There are organisms on earth that would enjoy 180f.

It isn't conducive to human life, but life could happen there, water could maintain liquidity. And something could have evolved to handle it.
honestly, with constant temps like that, venus could not support life.

venus' atmosphere, if magically transformed to earth norms, would rapidly turn into a steam bath, temps would skyrocket, the water cycle would fail, hydrogen and oxygen would be exhausted into space, and in short order venus would be venus again.

why doesnt venus have any water any more? cuz it's temps are high enough to break the oxygen and hydrogen covalent bonds turning water molecules into noble gasses.
 

Dr Kynes

Well-Known Member
"We plan to use triple-junction photovoltaic cells on a micro-channel cooled module which can directly convert more than 30 percent of collected solar radiation into electrical energy and allow for the efficient recovery of an additional 50 percent waste heat," said Bruno Michel, manager, advanced thermal packaging at IBM Research. "We believe that we can achieve this with a very practical design that is made of lightweight and high strength concrete, which is used in bridges, and primary optics composed of inexpensive pneumatic mirrors -- it's frugal innovation, but builds on decades of experience in microtechnology."

Maybe my wording was 'imprecise'....
dont apololgize for imprecise wording, if you get too precise, youll be derided as "TL;DR"

if, as asserted, somebody is cookin up 80% efficient solar systems i am interested, but it looks like it's 30% efficiency (which still aint bad) and some thermocouples to gather some of the exccess heat.

that wont total 80% of solar radiation but it's better than a kick in the nuts.
 

Ceepea

Well-Known Member
No it wouldn't. It would be just as inaccurate and a pie in the sky fantasy. They can't fucking do any of that yet. It's right there in your previous post.
Did you watch the video? lol

It works, there have been subsequent press releases since that one back in 2013.
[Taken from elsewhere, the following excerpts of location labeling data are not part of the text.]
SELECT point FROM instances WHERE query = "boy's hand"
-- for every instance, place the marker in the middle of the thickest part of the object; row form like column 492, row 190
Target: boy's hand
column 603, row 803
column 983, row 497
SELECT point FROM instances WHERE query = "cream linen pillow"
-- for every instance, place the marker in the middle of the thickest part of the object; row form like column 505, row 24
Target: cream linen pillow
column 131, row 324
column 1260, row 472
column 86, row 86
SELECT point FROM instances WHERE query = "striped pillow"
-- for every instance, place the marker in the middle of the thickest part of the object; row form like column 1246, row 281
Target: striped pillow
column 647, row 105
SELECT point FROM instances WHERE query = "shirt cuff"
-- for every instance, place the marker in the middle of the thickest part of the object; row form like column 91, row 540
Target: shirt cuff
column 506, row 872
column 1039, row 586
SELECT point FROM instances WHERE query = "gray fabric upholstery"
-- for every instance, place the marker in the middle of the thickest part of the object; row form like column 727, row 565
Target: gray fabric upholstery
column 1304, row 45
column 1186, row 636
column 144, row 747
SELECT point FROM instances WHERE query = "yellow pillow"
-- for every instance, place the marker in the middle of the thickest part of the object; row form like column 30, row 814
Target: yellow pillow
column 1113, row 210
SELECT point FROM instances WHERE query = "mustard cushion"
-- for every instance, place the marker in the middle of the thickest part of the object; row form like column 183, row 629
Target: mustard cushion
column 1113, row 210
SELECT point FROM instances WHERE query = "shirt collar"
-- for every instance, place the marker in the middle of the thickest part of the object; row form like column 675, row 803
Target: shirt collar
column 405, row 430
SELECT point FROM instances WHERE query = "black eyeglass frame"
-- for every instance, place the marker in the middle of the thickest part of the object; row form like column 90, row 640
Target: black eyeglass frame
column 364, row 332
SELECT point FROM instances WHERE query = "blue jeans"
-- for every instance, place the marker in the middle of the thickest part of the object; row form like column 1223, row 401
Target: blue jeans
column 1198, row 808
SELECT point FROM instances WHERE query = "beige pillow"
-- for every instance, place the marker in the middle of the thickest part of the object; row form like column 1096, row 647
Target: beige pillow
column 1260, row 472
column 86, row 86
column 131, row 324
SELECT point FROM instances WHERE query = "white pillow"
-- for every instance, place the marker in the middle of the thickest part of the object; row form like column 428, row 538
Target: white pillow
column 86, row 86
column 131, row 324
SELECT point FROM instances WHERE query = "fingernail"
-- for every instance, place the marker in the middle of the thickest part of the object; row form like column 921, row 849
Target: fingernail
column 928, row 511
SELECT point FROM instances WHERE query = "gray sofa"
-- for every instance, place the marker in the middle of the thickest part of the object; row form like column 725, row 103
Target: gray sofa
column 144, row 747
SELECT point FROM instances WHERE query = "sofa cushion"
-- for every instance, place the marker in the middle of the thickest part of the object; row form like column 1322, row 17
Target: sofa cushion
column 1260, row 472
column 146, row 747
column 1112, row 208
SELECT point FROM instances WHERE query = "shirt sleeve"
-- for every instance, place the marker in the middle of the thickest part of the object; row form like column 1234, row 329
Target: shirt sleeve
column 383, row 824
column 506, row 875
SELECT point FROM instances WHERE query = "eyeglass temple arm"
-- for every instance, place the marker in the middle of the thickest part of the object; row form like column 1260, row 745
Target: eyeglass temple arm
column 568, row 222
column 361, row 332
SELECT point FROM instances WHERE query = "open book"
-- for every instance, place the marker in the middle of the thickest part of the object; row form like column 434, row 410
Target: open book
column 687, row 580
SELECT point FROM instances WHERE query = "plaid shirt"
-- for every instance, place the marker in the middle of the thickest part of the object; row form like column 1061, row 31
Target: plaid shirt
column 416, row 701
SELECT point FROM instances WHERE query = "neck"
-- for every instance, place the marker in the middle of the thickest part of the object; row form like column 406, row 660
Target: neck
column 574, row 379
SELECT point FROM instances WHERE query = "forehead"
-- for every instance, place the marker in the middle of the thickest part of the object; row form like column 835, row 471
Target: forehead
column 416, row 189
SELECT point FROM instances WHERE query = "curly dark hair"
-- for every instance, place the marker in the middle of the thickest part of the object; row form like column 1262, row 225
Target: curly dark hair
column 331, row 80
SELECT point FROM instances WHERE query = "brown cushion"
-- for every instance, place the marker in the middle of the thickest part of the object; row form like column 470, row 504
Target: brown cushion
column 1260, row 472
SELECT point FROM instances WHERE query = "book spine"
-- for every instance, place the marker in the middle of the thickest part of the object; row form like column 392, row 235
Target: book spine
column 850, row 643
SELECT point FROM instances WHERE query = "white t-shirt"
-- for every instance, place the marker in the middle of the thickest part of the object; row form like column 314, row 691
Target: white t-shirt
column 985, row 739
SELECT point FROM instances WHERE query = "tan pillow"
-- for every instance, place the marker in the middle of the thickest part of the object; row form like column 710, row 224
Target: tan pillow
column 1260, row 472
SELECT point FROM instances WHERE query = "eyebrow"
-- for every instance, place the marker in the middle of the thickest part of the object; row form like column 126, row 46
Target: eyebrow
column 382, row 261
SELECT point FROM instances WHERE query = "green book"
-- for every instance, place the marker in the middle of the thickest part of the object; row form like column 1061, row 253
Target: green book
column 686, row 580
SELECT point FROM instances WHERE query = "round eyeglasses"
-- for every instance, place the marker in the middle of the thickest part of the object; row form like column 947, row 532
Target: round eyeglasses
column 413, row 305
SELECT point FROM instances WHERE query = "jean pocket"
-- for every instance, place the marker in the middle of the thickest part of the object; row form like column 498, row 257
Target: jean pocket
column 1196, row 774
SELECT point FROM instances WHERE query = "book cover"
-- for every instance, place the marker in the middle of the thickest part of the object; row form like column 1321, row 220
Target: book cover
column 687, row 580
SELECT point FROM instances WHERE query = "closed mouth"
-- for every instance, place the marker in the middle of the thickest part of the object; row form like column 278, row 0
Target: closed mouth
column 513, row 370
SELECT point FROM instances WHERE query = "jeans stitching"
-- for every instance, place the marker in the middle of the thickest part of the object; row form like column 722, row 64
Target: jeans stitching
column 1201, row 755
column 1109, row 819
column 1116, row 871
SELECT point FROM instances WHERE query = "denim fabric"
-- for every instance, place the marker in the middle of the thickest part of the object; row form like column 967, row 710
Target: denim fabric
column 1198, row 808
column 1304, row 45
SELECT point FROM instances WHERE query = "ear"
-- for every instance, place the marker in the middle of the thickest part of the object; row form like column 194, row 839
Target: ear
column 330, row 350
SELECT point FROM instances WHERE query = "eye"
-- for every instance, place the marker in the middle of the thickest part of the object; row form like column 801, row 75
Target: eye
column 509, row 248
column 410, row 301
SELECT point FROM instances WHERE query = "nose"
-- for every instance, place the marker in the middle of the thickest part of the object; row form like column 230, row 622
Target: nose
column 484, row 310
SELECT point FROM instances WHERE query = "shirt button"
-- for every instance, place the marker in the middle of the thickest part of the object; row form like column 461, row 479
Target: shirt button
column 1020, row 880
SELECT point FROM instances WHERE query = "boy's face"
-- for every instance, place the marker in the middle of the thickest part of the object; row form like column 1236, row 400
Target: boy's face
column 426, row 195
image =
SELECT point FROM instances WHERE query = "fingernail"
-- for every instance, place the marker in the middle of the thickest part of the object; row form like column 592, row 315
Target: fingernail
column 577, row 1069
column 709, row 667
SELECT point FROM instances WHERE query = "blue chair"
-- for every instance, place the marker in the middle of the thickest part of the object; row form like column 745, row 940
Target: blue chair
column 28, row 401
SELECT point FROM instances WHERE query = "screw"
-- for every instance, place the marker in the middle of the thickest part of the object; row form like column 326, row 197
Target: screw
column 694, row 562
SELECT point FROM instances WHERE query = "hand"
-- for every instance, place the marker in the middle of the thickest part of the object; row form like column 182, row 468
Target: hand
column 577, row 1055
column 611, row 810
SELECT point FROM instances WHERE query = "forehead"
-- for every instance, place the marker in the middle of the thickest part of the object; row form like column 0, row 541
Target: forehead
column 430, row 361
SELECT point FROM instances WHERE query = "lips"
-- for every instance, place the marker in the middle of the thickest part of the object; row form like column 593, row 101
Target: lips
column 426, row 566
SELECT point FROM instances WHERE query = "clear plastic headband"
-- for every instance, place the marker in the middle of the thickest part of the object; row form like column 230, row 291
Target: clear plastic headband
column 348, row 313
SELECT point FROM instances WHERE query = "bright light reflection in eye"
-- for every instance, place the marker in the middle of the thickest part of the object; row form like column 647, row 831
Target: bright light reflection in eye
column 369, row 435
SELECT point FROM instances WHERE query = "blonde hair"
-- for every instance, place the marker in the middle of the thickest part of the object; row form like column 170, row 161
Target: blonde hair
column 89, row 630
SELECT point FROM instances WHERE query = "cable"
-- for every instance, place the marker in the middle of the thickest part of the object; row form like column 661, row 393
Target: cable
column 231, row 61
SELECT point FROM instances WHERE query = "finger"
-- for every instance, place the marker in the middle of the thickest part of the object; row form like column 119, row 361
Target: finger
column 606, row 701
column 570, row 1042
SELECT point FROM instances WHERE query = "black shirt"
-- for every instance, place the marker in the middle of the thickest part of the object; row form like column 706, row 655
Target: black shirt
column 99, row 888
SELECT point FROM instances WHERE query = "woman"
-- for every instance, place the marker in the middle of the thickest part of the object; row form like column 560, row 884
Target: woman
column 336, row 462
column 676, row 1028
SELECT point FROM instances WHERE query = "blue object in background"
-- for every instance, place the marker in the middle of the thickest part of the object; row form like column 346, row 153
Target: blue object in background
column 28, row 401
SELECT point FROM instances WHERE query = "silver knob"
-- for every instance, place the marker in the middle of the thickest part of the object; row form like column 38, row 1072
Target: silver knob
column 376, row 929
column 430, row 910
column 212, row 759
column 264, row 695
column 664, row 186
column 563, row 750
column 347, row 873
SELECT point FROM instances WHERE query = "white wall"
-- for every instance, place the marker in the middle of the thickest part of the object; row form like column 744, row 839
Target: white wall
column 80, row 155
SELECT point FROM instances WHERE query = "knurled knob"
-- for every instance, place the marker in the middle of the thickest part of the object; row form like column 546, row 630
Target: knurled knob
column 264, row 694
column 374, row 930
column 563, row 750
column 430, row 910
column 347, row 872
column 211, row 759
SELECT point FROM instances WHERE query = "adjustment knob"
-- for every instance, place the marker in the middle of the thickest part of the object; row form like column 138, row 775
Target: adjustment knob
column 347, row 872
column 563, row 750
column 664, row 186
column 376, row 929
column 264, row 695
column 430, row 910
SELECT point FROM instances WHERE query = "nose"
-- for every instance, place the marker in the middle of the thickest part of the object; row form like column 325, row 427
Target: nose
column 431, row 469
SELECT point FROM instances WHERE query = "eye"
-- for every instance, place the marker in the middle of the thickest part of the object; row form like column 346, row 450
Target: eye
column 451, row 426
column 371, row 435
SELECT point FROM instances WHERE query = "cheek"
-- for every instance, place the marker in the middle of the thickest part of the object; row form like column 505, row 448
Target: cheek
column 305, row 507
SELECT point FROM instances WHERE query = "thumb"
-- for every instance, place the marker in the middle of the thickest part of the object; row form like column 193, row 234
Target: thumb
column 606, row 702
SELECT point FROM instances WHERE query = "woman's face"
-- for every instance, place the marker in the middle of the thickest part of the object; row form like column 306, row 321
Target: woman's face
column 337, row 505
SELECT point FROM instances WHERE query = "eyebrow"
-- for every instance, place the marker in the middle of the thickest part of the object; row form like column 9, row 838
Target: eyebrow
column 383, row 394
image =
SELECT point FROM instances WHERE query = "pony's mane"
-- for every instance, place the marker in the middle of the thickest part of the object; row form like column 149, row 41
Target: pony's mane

http://www.computerworld.com/s/article/9246558/IBM_solar_energy_tech_claims_to_harness_power_of_2_000_suns

Computerworld - IBM, working with other researchers, has announced an "affordable photovoltaic system that can concentrate solar radiation 2,000 times."

A byproduct of the system is that it also produces a massive amount of heat. That heat can be harvested to perform other functions, such as desalinating water and creating cool air in sunny, remote locations where they are often in short supply, the IBM researchers said.

The High Concentration PhotoVoltaic Thermal (HCPVT) system can convert 80% of the incoming solar radiation into useful energy.




Do you claim to have gotten laid because you and a few buddies have announced plans to go to the bar and bang some chicks?

For fucks sake, you people could be buried in a matchbox if they gave you an enema.
They're claiming to have reached 80% efficiency.